The interactive visualisations on this page allow you to compare data across 37 OECD member countries for the following indicators of health status and ill-health (morbidity):

  • perceived health status by age, sex, level of education and income
  • infant health
  • incidence of communicable diseases
  • incidence of cancer
  • injuries in road traffic accidents
  • absence from work due to illness.

Key findings

In 2019 (or based on the latest year of data):

Perceived health status

  • Among those aged 15 and over, Canadians were most likely to perceive their health as ‘good/very good’ (89%), followed by those living in the United States (88%), New Zealand (86%) and Australia (85%). Those living in Korea (17%) and Lithuania (16%) were most likely to rate their health as ‘bad/very bad’
  • Looking across age groups, those in the 15-24 year age group were most likely to rate their health as ‘good/very good’ in Greece (98%), while among those aged 65 and over, those in New Zealand were most likely to rate their health as ‘good/very good’ (87%)
  • People with a high level of education (tertiary level) were more likely to rate their health as ‘good/very good’ than those with a low level of education. In Australia, this ranged from 75% to 91% between the low, medium and high levels of education.
  • Across all OECD countries, people in the lowest income quintile (the lowest 20%) were less likely to perceive their health as ‘good/very good’ than those in the highest income quintile (the highest 20%). In Australia, this ranged from 84% to 93% between the lowest and highest income quintiles

Cancer

  • Australia had the second highest rate of cancer (all malignant neoplasms (C00-C97)) among OECD countries (323 cases per 100,000 population), while Denmark had the highest rate (338 per 100,000 population).
  • Among males only, Australia’s rate of cancer (all malignant neoplasms) was higher than in any other OECD country, while it was 7th highest for females.
  • Relatively high cancer incidence rates for Australia may be due in part to Australia’s high-quality and virtually complete cancer incidence data. Across OECD countries, the quality and completeness of cancer registry data may vary, in turn affecting the cancer incidence rates provided to the OECD and presented here

Infant health

  • Among OECD countries, Colombia had the highest proportion of low birthweight babies, at 10% of total live births. The proportion of low birthweight babies in Australia was 6.7%, slightly higher than the OECD average, 6.6% of total live births

Communicable diseases

  • The rate of pertussis (whooping cough) in Australia was second highest among OECD countries, at 48 cases per 100,000 people. The highest rate was in Switzerland, at 145 cases per 100,000 people.
  • International comparisons of COVID-19 cases are not in scope for this publication. For more information see the article ‘Four months in: what we know about the new coronavirus disease in Australia’ in Australia’s health 2020: data insights

Injuries in road traffic accidents

  • The rate of injuries in road traffic accidents was highest in New Zealand, at over 8,700 injuries per 1 million population. Australia was below the OECD average, at around 1,600 injuries per 1 million population

Absence from work due to illness

  • Based on self-reported data, Australia was below the OECD average for the number of days absent from work, per person, per year, due to illness (7.3 days), while the highest rate was in Lithuania, at 24 days absent from work per person, per year due to illness.

 

The figure compares perceived health status for OECD countries for 2019 or nearest year. Canada had the highest proportion of people who rated their health as ‘Very good/good’ (88.6%), Australia had the 4th highest proportion (85.2%) and Korea had the lowest proportion (32.0%). The OECD average was 67.8%.

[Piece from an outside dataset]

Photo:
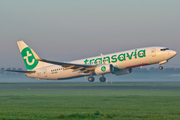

This figure compares morbidity for OECD countries such as cancer incidence, infant health and communicable diseases for 2019 or nearest year. Australia had the second highest incidence of malignant neoplasms (323.0 per 100,000 population) behind Denmark (338.1 per 100,000 population). The OECD average was 266.4 per 100,000 population and the lowest rate incidence rate was in Mexico (131.5 incidence per 100,000 population).